⚠️ 人身被害2件
ロシア・カムチャツカ半島のサーモン遡上河川付近で、ヒグマによる人への攻撃が相次いで報告された。世界有数のヒグマ密度を誇るカムチャツカでは、観光・漁業・クマが集まる場所が重なり、摩擦が生じやすい環境にある。当局は立入制限区域の設定と監視体制の強化に乗り出している。
2025年7月、ロシア・カムチャッカ地方でテントで就寝中の43歳女性観光客がヒグマに頭皮を引き剥がされる重傷を負った。頭部・胸部の深い創傷と骨折。Ladbibleが報道。

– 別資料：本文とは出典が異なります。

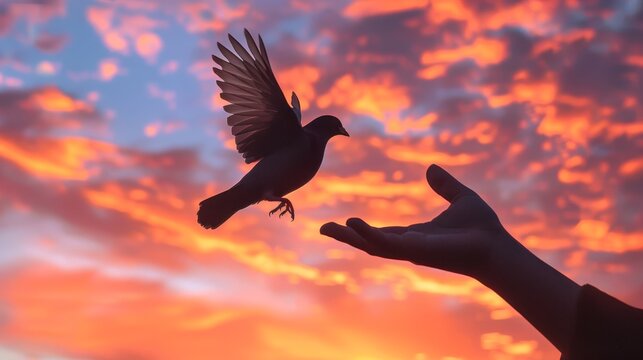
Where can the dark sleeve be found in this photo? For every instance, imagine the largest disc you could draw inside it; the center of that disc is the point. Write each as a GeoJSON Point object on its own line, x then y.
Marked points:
{"type": "Point", "coordinates": [605, 328]}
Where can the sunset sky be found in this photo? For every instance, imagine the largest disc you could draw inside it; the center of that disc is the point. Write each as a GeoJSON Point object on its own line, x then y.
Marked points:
{"type": "Point", "coordinates": [112, 131]}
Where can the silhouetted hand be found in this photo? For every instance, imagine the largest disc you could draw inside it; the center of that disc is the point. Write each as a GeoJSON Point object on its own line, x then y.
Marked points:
{"type": "Point", "coordinates": [461, 239]}
{"type": "Point", "coordinates": [467, 238]}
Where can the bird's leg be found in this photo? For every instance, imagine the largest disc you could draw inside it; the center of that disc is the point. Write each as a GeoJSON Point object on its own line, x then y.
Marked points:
{"type": "Point", "coordinates": [282, 202]}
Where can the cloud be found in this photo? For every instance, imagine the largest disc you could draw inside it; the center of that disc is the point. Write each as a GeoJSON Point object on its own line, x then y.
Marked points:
{"type": "Point", "coordinates": [122, 31]}
{"type": "Point", "coordinates": [108, 69]}
{"type": "Point", "coordinates": [361, 8]}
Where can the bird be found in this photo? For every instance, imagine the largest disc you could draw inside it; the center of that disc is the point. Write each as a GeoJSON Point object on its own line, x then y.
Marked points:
{"type": "Point", "coordinates": [266, 130]}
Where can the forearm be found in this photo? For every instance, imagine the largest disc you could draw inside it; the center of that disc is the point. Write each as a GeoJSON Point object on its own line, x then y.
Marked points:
{"type": "Point", "coordinates": [540, 293]}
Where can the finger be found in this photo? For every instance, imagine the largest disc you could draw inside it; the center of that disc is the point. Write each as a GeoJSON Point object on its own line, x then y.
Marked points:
{"type": "Point", "coordinates": [444, 184]}
{"type": "Point", "coordinates": [345, 235]}
{"type": "Point", "coordinates": [399, 230]}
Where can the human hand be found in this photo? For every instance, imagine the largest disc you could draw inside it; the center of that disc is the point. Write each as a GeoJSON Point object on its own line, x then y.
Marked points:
{"type": "Point", "coordinates": [462, 239]}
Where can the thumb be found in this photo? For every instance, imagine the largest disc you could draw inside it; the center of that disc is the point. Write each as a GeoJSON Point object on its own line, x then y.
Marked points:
{"type": "Point", "coordinates": [444, 184]}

カムチャッカ地方でテントに就寝中の43歳女性観光客が夜間にヒグマに襲われ、頭皮をほぼ剥がされる重傷(スカルピング)を負った。同伴者が熊を追い払い、被害者は緊急ヘリ搬送で一命を取り留めた。カムチャツカへのエコツーリズムは近年増加しており、経験の少ない観光客がグリズリー超高密度地域で野営することへのリスクが改めて問われた事例。
📌 教訓・対策ポイント
カムチャツカ・知床・道東など超高密度ヒグマ地域でのテント泊は、食料の厳重管理(ベアキャニスター使用・テントから離れた場所に吊るす)が必須。夜間は特にクマの活動が活発化する。就寝前に周辺の食料臭の除去を徹底すること。
🏛 当局・機関の対応
カムチャツカ緊急事態省がヘリを出動し搬送。当該個体を追跡・射殺。事件はロシア国内メディアと国際メディアで広く報道され、カムチャツカ地方のエコツーリズム業者に対して安全ガイドラインの再徹底が命じられた。
🚨 行政警告1件
2024年9月、カムチャツカ半島ペトロパブロフスク・カムチャツキーでクマの出没通報が450件超。当局は7組の夜間パトロール隊を編成。同シーズンに漁師1人がヒグマに殺害されている。The Moscow Timesが報道。
カムチャツカ半島はヒグマ(Ursus arctos beringianus)の世界最高密度地域の一つで、推定15,000〜20,000頭が生息。2024年秋の450件超の出没通報は、山中のベリー類・サーモン資源の不作が主因とされる。食料不足の年にクマが人里に接近する傾向はカムチャツカに限らず、日本のドングリ凶作年の出没増加と同じパターン。ペトロパブロフスク・カムチャツキー市内・近郊での出没が多発した。
📌 教訓・対策ポイント
山中の食料不作年(ドングリ・ベリー・サーモン不漁)は翌年のクマ出没増加を予測するシグナル。日本でも凶作年前の秋には集落近郊での注意強化が有効。カムチャツカの夜間パトロール体制は日本の被害多発地域のモデルになりうる。
🏛 当局・機関の対応
カムチャツカ行政府が7組の夜間パトロール隊を緊急編成。ゴミ施設の管理強化と住民への行動指針を配布。問題個体(逃げない・威嚇に反応しない個体)は順次射殺対応。地元テレビ・ラジオで連日注意喚起を放送。
🐻 目撃・出没1件
ロシア・サハリン島の州都ユジノサハリンスクで、食料不足を背景に市街地へのヒグマ侵入が増加している。日本のすぐ北に位置するサハリンでの動向は、北海道との生態系的なつながりを考える上でも重要だ。ゴミ処理施設の整備不足がクマを引き寄せているとも指摘されており、インフラ整備が課題となっている。
🤝 人獣共存1件
ロシア・シベリアのケメロボ州(クズバス炭鉱地帯)で、採掘活動によるヒグマの生息地破壊が深刻化し、人里への出没件数が急増している。企業活動と野生動物保護の両立をめぐる議論が起きているが、経済的利益を優先する姿勢が根強い。資源開発が野生動物に与える影響は世界共通の課題であり、ロシアにおける事例も国際的な注目を集めている。
🔬 調査・研究1件
ロシア・ウランゲル島の世界自然遺産区域で、ホッキョクグマの出産巣の長期調査が進んでいる。気温上昇が雪質に影響し、巣穴の崩壊リスクが高まっていることが確認されており、繁殖成功率の低下が懸念されている。ウランゲル島は「ホッキョクグマの産院」とも呼ばれる重要繁殖地であり、ここでの変化は個体群全体の将来に深刻な影響をもたらしうる。